The simple act of small-plot farming can change the world. Industrial farming will lose its stranglehold on the consumer and stop its merciless land grabs if its profits are threatened. We can provide for our families, friends and neighbors deliciously, cheaply. It will allow us to dictate how we grow what we choose to put in our bodies—even if only for a few weeks’ worth of tomatoes and peppers at the end of summer.

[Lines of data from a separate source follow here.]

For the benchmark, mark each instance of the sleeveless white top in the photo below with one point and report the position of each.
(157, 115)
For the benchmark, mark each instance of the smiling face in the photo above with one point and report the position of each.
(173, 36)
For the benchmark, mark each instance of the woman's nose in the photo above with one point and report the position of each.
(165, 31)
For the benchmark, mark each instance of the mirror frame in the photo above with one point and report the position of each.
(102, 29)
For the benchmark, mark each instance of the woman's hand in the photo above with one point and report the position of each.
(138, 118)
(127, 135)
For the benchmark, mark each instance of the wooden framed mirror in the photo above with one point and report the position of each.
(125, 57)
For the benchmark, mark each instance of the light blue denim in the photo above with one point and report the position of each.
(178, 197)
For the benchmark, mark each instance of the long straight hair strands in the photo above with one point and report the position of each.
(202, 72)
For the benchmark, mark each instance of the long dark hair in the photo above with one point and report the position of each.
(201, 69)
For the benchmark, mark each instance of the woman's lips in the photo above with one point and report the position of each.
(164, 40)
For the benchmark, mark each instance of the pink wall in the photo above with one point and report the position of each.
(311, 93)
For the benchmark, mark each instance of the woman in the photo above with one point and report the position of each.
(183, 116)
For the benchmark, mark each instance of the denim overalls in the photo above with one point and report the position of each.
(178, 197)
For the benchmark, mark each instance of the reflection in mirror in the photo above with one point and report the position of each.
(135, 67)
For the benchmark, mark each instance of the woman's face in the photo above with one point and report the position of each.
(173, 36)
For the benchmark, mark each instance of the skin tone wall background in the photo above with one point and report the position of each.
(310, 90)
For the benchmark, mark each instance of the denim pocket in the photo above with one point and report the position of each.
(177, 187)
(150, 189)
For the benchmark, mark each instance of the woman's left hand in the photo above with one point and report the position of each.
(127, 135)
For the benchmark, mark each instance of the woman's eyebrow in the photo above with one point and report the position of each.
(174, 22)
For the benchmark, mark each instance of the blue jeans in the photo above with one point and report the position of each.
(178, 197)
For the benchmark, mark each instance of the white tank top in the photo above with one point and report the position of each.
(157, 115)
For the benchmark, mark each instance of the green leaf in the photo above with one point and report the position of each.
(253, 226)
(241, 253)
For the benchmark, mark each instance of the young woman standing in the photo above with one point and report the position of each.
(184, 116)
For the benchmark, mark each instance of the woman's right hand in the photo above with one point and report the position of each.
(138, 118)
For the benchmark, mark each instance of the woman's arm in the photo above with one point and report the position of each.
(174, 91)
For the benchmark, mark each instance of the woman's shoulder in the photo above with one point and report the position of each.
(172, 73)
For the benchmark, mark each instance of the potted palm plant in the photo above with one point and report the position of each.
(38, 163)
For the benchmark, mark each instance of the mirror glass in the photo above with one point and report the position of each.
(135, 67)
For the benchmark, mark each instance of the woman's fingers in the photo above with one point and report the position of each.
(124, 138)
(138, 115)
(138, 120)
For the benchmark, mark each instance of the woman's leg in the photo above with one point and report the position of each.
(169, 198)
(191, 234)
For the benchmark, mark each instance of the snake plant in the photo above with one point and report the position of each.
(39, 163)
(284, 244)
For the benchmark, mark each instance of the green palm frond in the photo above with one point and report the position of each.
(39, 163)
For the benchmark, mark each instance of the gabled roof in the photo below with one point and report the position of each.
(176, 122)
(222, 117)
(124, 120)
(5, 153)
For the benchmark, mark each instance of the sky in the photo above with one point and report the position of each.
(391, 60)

It will help to put us back in charge.
Photo montage by Courtney A. Liska
Squash Sauce with Saffron
This was one of our most popular pasta dishes at Adagio Trattoria during the fall and winter months. It is one of my own creations and it was always gratifying to hear how much our guests enjoyed it.
2 medium butternut squash
Fresh sage (8-10 leaves)
Butter & extra virgin olive oil
½ cup onions, chopped
½ cup celery, chopped
½ cup carrots, chopped
1 cup dry white wine
2 cups vegetable or chicken stock
Penne or rigatoni #1 cooked to package directions
Gorgonzola cheese, crumbled
Peel and cube the squash. Season with salt, pepper and a few leaves of sage. Toss with some olive oil. Roast at 400° until soft. Heat butter & oil, and sauté the vegetables until soft. Add wine and cook until it evaporates. Add squash (remove sage leaves) and stock seasoned with saffron (a few threads) to taste. Puree. Stir in gorgonzola cheese and add to pasta. Stir. At service, top the sauced pasta with crumbles of the cheese and a light sprinkling of poppy seeds. Serves 4-6.